So I am taking a discrete optimization class through Coursera and so far it has been pretty intense. The class uses python for it’s homework submission, so while you are free to use any language to solve the homeworks, it was easy to get up and running because python was well supported. As I quickly found out however, the python language has a lot of overhead that slows it down considerably compared to other languages. So I have been playing with Cython (a python package that tries to optimally compile python code to C) and have had some success with that, but will probably have to keep exploring other options as my code has been running horribly slow.
One of the recommendations from the professor was to use visualizations to help debug and improve algorithms. I had been looking for an excuse to dive into the python plotting library matplotlib, and this seemed like a good excuse to do so. I was having trouble getting a feel for the performance of a Tabu Search implementation that I was working on for the Traveling Salesman Problems (TSP), so I decided to code something up using matplotlib to help me get a better idea of how the algorithm was working.
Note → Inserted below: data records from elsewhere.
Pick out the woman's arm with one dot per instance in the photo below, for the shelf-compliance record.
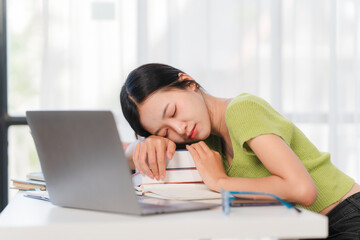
(290, 180)
(148, 155)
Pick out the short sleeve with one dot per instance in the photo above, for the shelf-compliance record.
(248, 116)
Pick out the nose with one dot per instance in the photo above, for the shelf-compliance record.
(179, 127)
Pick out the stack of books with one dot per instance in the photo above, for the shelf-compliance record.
(33, 181)
(180, 169)
(182, 181)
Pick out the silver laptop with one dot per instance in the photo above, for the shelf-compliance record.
(84, 165)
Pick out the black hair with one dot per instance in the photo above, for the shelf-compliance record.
(141, 83)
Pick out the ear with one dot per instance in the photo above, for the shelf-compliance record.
(184, 76)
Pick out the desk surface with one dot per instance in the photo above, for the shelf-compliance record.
(25, 217)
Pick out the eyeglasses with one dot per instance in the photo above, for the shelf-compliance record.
(228, 198)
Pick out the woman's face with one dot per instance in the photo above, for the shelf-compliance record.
(180, 115)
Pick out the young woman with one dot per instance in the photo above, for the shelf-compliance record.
(239, 144)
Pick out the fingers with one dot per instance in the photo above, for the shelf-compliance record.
(198, 149)
(170, 150)
(143, 166)
(160, 154)
(149, 156)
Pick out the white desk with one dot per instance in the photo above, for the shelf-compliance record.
(25, 217)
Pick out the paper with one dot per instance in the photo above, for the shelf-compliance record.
(178, 191)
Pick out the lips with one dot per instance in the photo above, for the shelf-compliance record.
(193, 133)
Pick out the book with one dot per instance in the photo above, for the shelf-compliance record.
(187, 175)
(28, 184)
(181, 159)
(188, 191)
(36, 176)
(40, 195)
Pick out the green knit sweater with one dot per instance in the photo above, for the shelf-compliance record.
(248, 116)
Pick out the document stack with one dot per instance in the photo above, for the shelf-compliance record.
(182, 181)
(180, 169)
(33, 181)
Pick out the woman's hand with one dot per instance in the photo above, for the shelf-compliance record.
(208, 163)
(149, 156)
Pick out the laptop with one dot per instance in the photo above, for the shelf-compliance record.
(83, 162)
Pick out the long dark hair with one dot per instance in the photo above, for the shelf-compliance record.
(141, 83)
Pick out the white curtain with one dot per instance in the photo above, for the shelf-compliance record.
(303, 56)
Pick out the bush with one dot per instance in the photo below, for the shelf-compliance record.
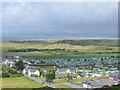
(5, 74)
(12, 71)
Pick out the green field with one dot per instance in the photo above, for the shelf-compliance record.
(40, 56)
(64, 87)
(19, 82)
(72, 48)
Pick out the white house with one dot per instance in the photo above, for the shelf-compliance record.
(66, 70)
(30, 72)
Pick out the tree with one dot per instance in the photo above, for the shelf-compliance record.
(19, 65)
(5, 74)
(12, 71)
(69, 77)
(50, 76)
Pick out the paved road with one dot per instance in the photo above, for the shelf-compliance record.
(40, 81)
(70, 85)
(52, 85)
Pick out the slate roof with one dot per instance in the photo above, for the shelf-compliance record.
(98, 83)
(117, 75)
(33, 70)
(65, 69)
The TSP is a very difficult problem to optimize. When the number of nodes gets very large, the amount of time it takes to find an optimal solution increases exponentially. As such, it is often better to attempt to achieve sub-optimal solutions using Local Search techniques. The downside to these algorithms, is that they rely on randomly searching for small improvements in the solution, and due to the randomness involved, it is difficult to get an idea of how your algorithm is working. So this problem makes a fairly good candidate for developing supporting visualizations.
I took a stab at writing a simple plotting function that would plot out the nodes of the TSP problem as well as the solution path. But I also wanted to compare the current solution with previous iterations to see how the algorithm was performing. So I created a function that allows you to pass in as many iterations of the solutions as you like, and plots out the current solution, and overlays that on top of the older solutions in a different color. I have used plotting libraries in R and SAS before so I figured this wouldn’t be too difficult, but as I quickly found out, and as anyone who has ever used a plotting library knows, it is pretty easy to get bogged down in documentation as each function/object has dozens of optional arguments (which is pretty standard for plotting libraries, as they need to provide the flexibility for users to create unique visualizations) and plenty of quirks. One of the more frustrating issues that I ran into was I wanted to have arrows indicating the direction of travel to the individual nodes. I spent a while trying to look if there was an optional line type I could use, but as I soon found out, I needed to call a special arrow object and individually draw each arrow between each point. I was able to accomplish this with a couple of for loops, so it wasn’t a huge deal, but it definitely added to the verbosity of the code. Anyway, the code is up on gist, here, and I have attached a few examples of the resulting output below.
There are a few things that I want to try and improve on when I get the time. I could not find a way to lower the transparency of the arrows to represent older iterations of the solutions. Instead, I decided to reduce the width of the red lines, however, it doesn’t seem to have a noticeable effect. Also I wanted older iterations of the solution to have a red dashed line, but some of them appear to be solid lines. From what I can tell, this looks like it is just an issue with the rendering.
So that’s it for today. My next task is to play around with a line profiler to get a detailed breakdown about the performance of each line in my code. Hopefully this will help me increase the performance of my algorithms enough to start actually getting some passing grades on the homeworks!